Nul bruit dans la maison ne se fit plus entendre :
Les charbons du foyer furent mis sous la cendre.
Après quelques instants le vieux et bon fermier
Fit du bruit de ses pas retentir l’escalier.
Tenant dans sa main blanche une lampe de verre
Sa fille le suivit gracieuse et légère
Ainsi qu’une gazelle aux lisières des bois.
Une douce lueur éclaira les parois
Quand la vierge monta les degrés de la rampe ;
Ce n’était point alors sa radieuse lampe,
Mais son regard serein qui versait la clarté.
Elle entra dans sa chambre. Un châssis, d’un côté,
Y laissait du soleil pénétrer la lumière.
Une chaise et le lit de la jeune fermière,
Une table, une image une croix seulement,
Voilà ce qu’on voyait dans cet appartement.

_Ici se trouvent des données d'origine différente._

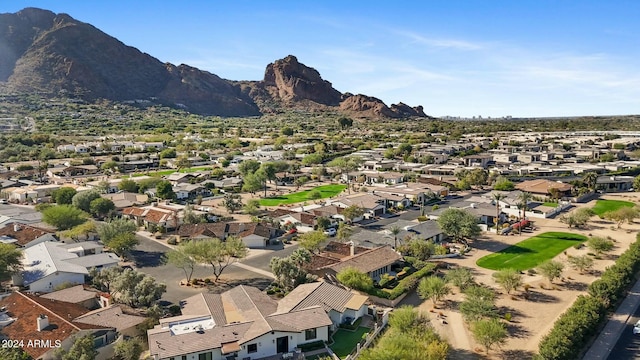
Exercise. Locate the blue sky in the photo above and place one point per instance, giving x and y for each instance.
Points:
(458, 58)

Mais on trouvait, au fond, dans un vieux garde-robe,
Des pièces de flanelle et d’étoffe à la mode,

Ouvrage ingénieux, tissu fin et parfait,
Que son habile main au métier avait fait,
Et qu’elle allait offrir pour dot en mariage,
Parce qu’il ferait voir la femme de ménage
Mieux que ne le feraient les plus riches troupeaux.
Elle éteignit sa lampe. Inondant les carreaux
Les reflets argentés de la paisible lune
Dormaient sur le tapis tissé de laine brune ;
Et le sein de la vierge agité par l’espoir,
Au pouvoir merveilleux du bel astre du soir
Obéit doucement comme l’onde et la nue.
Quand son voile glissa de son épaule nue ;
Quand de son fin soulier sortit son beau pied blanc ;
Quand ses longs cheveux noirs tombèrent sur son flanc,
Qu’elle parut charmante ! Et, dans sa rêverie,
Elle s’imagina qu’au bord de la prairie,
Amoureux et rusé, Glabriel son amant,
En silence épiait le fortuné moment

Où, devant les rideaux de l’étroite fenêtre,
Il pourrait voir son ombre un instant apparaître.
Or l’ombre d’un nuage effleura les cloisons
Que la lune éclairait de ses moelleux rayons.
D’une grand noirceur la chambre fut remplie :
Un sentiment de crainte et de mélancolie
Saisit Évangéline. Elle eut comme un remords.
Entr’ouvrit sa fenêtre et regarda dehors.
La lune s’échappait, souriante et volage.
Les plis mystérieux d’un vagabond nuage,
Une étoile aux cils d’or la suivait dans le ciel.
De même qu’autrefois le petit Ismael
Suivait Agar sa mère en sa lointaine marche,
Après qu’elle eut quitté le toit du Patriarche.